Mengenai klarifikasi dari Australia yang masih belum diterima, Arrmanatha mengaku pihak berwajib di Indonesia dapat terus melanjutkan proses hukum terhadap enam awak kapal penyelundup yang membawa 65 pencari suaka tanpa memerlukan klarifikasi tersebut.
"Jawaban itu tidak dibutuhkan untuk melakukan proses hukum terhadap enam orang di Rote yang terkait penyelundupan dan perdagangan manusia. Karena banyak bukti lain yang bisa digunakan untuk memproses para awak kapal ini, sehingga investigasi tidak akan menunggu (klarifikasi)," ungkap dia.
Dia juga mengatakan bahwa keenam awak kapal itu telah ditetapkan sebagai tersangka dengan dakwaan penyelundupan dan perdagangan manusia, bukan dakwaan penerimaan suap.

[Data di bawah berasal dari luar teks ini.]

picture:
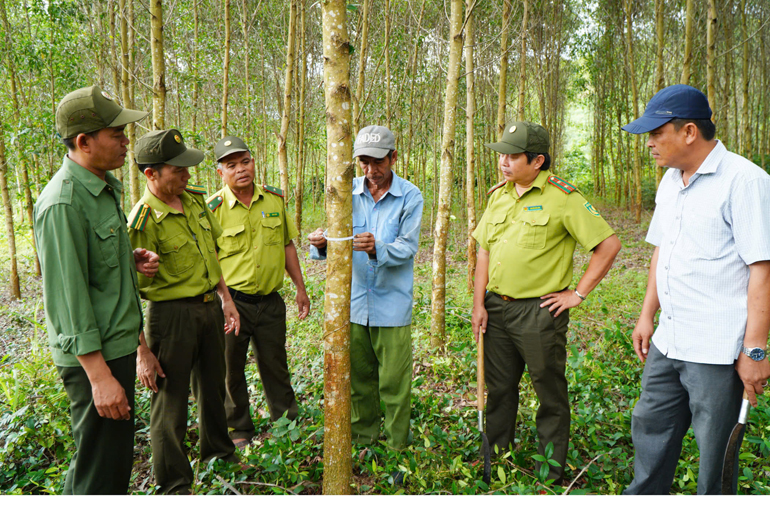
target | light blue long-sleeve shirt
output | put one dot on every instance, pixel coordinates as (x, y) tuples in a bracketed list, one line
[(381, 294)]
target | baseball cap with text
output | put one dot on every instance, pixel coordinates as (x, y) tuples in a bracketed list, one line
[(91, 109), (374, 141), (520, 137), (166, 147)]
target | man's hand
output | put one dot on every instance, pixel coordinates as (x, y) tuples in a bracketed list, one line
[(232, 318), (303, 304), (364, 242), (641, 337), (560, 301), (317, 239), (147, 366), (110, 399), (753, 374), (146, 262), (479, 320)]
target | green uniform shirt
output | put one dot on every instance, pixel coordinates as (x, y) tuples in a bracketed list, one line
[(251, 247), (531, 238), (184, 242), (89, 274)]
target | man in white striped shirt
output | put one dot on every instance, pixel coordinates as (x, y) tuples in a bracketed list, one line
[(710, 277)]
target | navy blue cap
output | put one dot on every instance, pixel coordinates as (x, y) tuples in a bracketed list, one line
[(673, 102)]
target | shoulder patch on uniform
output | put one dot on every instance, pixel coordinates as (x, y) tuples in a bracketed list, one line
[(195, 189), (274, 190), (214, 202), (496, 187), (138, 218), (564, 185)]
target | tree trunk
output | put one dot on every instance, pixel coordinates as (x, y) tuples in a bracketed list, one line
[(283, 158), (158, 66), (8, 205), (438, 295), (687, 61), (470, 158), (339, 162)]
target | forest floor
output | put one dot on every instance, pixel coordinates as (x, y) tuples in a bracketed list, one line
[(287, 456)]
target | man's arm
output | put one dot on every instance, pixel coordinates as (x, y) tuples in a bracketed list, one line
[(600, 263), (645, 325), (295, 272), (480, 281), (754, 374)]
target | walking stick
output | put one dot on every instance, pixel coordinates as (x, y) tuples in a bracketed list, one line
[(485, 453)]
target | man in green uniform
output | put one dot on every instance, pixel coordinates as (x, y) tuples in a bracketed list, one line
[(184, 319), (254, 249), (92, 305), (522, 298)]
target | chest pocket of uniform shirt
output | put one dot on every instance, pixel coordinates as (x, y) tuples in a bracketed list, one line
[(109, 240), (177, 255), (232, 241), (534, 230), (272, 232)]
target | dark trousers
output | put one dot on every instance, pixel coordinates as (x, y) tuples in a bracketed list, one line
[(263, 324), (188, 340), (520, 333), (104, 457), (676, 393)]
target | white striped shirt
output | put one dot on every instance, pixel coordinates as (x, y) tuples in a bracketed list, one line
[(708, 233)]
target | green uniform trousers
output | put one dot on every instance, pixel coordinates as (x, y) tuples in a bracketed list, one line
[(520, 333), (263, 324), (188, 339), (105, 447), (380, 370)]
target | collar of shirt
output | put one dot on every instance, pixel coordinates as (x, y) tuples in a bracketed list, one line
[(92, 183), (539, 183), (708, 166), (396, 189), (230, 198)]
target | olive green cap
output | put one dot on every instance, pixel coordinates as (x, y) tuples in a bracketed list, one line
[(91, 109), (166, 147), (520, 137), (228, 146)]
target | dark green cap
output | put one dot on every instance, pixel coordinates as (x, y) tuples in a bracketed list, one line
[(91, 109), (166, 147), (228, 146), (520, 137)]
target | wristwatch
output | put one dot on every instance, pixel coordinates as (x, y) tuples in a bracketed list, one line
[(755, 353)]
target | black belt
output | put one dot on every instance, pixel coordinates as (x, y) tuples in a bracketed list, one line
[(245, 297)]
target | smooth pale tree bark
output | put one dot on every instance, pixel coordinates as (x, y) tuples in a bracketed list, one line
[(9, 231), (438, 294), (357, 120), (300, 183), (339, 163), (283, 157), (635, 101), (470, 157), (226, 67), (523, 61), (688, 28), (711, 42), (158, 66), (502, 92)]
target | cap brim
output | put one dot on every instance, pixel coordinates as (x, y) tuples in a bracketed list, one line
[(127, 117), (645, 124), (375, 152), (505, 148), (231, 151), (189, 158)]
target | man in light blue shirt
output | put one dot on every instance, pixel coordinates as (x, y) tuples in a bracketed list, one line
[(387, 212)]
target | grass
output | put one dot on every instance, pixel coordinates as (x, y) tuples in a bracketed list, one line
[(604, 384)]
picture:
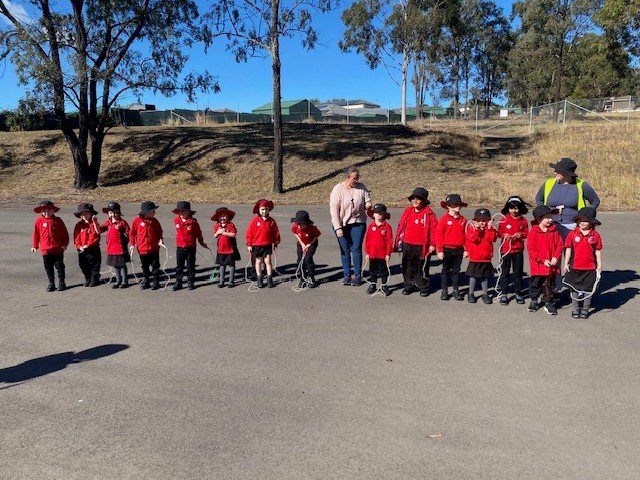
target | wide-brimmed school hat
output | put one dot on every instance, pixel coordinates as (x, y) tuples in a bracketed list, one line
[(420, 193), (515, 201), (112, 207), (183, 206), (223, 211), (379, 208), (85, 207), (453, 200), (263, 202), (565, 166), (587, 214), (482, 214), (147, 207), (46, 205), (302, 216)]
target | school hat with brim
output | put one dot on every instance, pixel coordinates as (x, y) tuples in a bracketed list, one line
[(112, 207), (263, 202), (183, 206), (223, 211), (379, 208), (147, 207), (515, 201), (85, 207), (565, 166), (302, 216), (420, 193), (482, 214), (586, 214), (453, 200), (46, 205)]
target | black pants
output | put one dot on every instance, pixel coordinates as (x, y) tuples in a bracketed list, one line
[(414, 270), (90, 261), (188, 256), (516, 261), (308, 265), (54, 261), (150, 265), (542, 283), (451, 267)]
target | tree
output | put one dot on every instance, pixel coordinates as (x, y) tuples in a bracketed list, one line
[(390, 33), (88, 53), (253, 28)]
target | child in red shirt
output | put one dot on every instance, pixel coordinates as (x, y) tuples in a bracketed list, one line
[(513, 230), (263, 237), (50, 235), (86, 238), (583, 261), (479, 245), (306, 234), (146, 235), (450, 240), (225, 232), (378, 245), (415, 238), (117, 239), (544, 246), (188, 231)]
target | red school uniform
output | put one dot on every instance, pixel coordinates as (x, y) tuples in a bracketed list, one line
[(262, 232), (84, 234), (146, 233), (417, 228), (378, 242), (544, 246), (50, 235), (479, 244), (450, 232), (187, 232), (510, 226), (225, 244), (306, 235), (583, 248), (117, 236)]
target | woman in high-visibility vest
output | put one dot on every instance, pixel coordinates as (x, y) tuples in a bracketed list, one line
[(568, 193)]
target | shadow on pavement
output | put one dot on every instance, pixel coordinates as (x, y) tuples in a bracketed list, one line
[(38, 367)]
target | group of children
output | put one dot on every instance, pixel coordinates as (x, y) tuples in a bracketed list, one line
[(420, 235)]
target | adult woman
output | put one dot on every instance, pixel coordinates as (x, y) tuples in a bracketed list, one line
[(348, 205), (567, 193)]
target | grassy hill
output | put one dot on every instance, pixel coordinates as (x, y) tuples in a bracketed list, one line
[(232, 163)]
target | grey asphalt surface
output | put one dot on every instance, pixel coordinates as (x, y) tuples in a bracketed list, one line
[(328, 383)]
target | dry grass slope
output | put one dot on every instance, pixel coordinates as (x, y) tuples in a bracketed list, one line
[(232, 164)]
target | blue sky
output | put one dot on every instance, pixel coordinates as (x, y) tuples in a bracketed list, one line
[(323, 73)]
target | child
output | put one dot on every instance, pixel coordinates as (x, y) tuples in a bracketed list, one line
[(117, 239), (306, 234), (583, 260), (146, 235), (86, 238), (263, 237), (479, 245), (225, 232), (450, 240), (544, 246), (378, 245), (50, 235), (415, 238), (187, 232), (512, 229)]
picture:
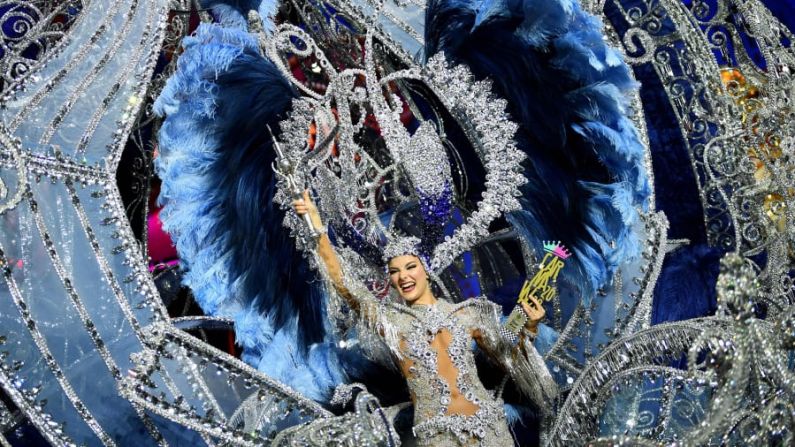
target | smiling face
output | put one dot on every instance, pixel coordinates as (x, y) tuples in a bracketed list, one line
[(408, 276)]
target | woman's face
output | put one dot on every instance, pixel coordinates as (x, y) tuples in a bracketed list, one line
[(408, 276)]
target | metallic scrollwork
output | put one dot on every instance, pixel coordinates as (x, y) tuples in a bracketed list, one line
[(29, 30)]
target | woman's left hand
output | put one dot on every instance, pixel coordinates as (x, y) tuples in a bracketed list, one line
[(535, 313)]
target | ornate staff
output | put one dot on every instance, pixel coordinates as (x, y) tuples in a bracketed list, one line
[(541, 287)]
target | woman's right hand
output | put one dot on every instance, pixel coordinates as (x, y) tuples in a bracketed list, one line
[(306, 206)]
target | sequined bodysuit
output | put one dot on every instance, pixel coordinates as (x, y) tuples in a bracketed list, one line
[(427, 340)]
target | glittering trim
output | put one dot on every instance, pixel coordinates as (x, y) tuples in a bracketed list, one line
[(49, 359)]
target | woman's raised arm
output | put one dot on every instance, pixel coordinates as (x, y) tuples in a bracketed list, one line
[(324, 248)]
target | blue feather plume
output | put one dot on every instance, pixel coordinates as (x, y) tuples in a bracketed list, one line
[(568, 91), (215, 164)]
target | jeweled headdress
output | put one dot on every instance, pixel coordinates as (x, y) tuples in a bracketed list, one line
[(393, 167)]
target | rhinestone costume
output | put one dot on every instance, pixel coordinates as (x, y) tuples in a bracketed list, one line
[(409, 333)]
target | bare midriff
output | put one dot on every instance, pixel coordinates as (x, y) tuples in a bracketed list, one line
[(446, 370)]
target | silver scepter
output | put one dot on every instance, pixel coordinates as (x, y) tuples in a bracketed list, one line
[(285, 168)]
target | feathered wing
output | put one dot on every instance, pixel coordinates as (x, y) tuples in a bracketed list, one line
[(218, 185), (568, 91)]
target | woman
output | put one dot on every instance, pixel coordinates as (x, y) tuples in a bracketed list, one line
[(430, 341)]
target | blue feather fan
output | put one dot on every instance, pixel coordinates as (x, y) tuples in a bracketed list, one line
[(215, 163), (568, 91)]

Seperti diberitakan sebelumnya, kepolisian NTT menangkap enam ABK berkewarganegaraan Indonesia yang kedapatan membawa 65 pencari suaka, yang terdiri dari 54 warga Srilanka, 10 orang Bangladesh dan satu dari Myanmar. Dalam pemeriksaan keenam awak kapal itu mengaku telah menerima sejumlah uang suap dari petugas Badan Intelijen Rahasia Australia (ASIS) sebesar 5.000 dolar AS untuk masing-masing ABK dan 6.000 dolar AS untuk kapten kapal.
Sampai sekarang pihak Kepolisian Rote masih mendalami pengakuan tersebut dan meminta pendapat ahli. "Evidence (bukti) sudah dikumpulkan dan Kepolisian Rote juga terus mendalami kasus ini dengan mendatangkan saksi ahli untuk mendukung kasus mereka," kata Arrmanatha.